Risque de manque d’oxygène
Le plus dramatique, a-t-il fait savoir pour sensibiliser plus la population, c’est qu’il y a de plus en plus de personnes âgées qui sont contaminées par le coronavirus. «La particularité de cette vague est que les malades qui arrivent sont plus âgés que les cas précédents, et le plus souvent ils se présentent tardivement aux hôpitaux avec un tableau nécessitant la mise sous oxygène. On ne comprend pas pourquoi ils viennent tard et pas lorsqu’ils sentent les premiers symptômes», a-t-il encore dit.
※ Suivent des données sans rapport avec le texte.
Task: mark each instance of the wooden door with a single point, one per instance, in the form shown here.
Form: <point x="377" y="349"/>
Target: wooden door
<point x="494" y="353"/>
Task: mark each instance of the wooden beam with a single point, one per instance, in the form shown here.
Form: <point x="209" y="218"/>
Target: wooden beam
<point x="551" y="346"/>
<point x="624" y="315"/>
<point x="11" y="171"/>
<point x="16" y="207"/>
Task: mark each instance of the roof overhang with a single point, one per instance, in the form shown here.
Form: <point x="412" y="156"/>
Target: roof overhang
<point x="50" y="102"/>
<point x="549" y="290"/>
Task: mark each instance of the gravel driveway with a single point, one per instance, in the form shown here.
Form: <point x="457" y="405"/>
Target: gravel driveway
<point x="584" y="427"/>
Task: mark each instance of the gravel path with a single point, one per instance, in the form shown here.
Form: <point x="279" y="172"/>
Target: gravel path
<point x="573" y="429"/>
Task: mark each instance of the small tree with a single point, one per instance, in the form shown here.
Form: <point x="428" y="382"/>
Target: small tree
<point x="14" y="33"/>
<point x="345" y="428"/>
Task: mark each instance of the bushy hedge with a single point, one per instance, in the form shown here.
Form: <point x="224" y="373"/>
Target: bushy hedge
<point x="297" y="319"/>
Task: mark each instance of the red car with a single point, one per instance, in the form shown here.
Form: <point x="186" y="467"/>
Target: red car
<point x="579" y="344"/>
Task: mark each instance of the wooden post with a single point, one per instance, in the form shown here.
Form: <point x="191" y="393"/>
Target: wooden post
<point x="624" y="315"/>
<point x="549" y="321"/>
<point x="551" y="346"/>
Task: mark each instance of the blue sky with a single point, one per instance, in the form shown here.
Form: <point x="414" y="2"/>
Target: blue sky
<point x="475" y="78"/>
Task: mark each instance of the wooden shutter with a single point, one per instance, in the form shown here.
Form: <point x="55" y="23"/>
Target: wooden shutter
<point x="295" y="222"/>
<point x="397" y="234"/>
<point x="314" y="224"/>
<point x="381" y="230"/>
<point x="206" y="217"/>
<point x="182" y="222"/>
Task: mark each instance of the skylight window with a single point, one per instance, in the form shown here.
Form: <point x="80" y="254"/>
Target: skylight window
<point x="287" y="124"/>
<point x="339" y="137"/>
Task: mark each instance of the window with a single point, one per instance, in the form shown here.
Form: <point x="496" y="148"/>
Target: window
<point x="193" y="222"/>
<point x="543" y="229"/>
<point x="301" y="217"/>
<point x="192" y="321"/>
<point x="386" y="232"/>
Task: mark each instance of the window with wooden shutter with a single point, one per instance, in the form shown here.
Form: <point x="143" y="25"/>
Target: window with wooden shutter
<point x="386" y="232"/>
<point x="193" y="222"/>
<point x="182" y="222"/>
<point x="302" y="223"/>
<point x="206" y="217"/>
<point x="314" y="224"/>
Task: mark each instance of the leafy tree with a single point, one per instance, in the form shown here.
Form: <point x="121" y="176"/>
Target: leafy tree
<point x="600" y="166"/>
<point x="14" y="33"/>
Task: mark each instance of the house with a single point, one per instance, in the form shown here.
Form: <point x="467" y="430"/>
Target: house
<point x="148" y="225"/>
L’inquiétude devient plus grande lorsqu’il indique que «la consommation d’oxygène a explosé, les capacités sont largement dépassées et risquent de ne pas suffire». Et d’ajouter : «Nous allons arriver à saturation et si les citoyens ne s’impliquent pas tout de suite avec nous dans la lutte que nous menons contre le coronavirus, nous arriverons à une situation où nous serons dans l’incapacité de prendre en charge tous les malades qui se présentent».
Ses propos sont confirmés par la directrice générale du CHU de Béjaïa qui a fait état d’un «déficit en sources d’oxygène» et alerté quant à la «saturation de deux autres hôpitaux» à tel point que les malades ont été transférés vers d’autres structures sanitaires. Ce qui l’amène elle aussi à lancer un «appel d’urgence» à la population à respecter les mesures préventives pour vaincre cette pandémie ou, du moins, atténuer ses effets.
La wilaya de Jijel est également en état d’alerte, puisque sa direction de la santé a sollicité le renfort du secteur privé, avec un appel aux professionnels qui y exercent de venir en aide aux personnels des établissements hospitaliers de la wilaya, qui a totalisé, à elle seule, près d’un millier de cas le mois dernier, toujours en raison du relâchement, selon les médecins.
Ainsi, la situation se complique de plus en plus et la prise en charge de l’ensemble des nouveaux malades se trouve compromise avec l’arrivée par centaines de nouveaux malades chaque jour. Les appels à plus de vigilance pour préserver les acquis n’ont pas eu l’effet escompté auprès d’une bonne partie de la population. Ce qui n’est pas pour décourager ceux qui ont prêté le serment d’Hippocrate et qui continuent de miser sur la prise de conscience individuelle et collective. Eux qui sont pourtant à pied d’œuvre depuis plus de huit mois avec tout ce que cela suppose comme forte pression et épuisement. La vigilance des citoyens qu’ils sollicitent et à laquelle ils appellent de tous leurs vœux n’est pas seulement pour eux, mais pour la population tout entière, sachant que le coronavirus a déjà fauché plus de 2000 vies en Algérie.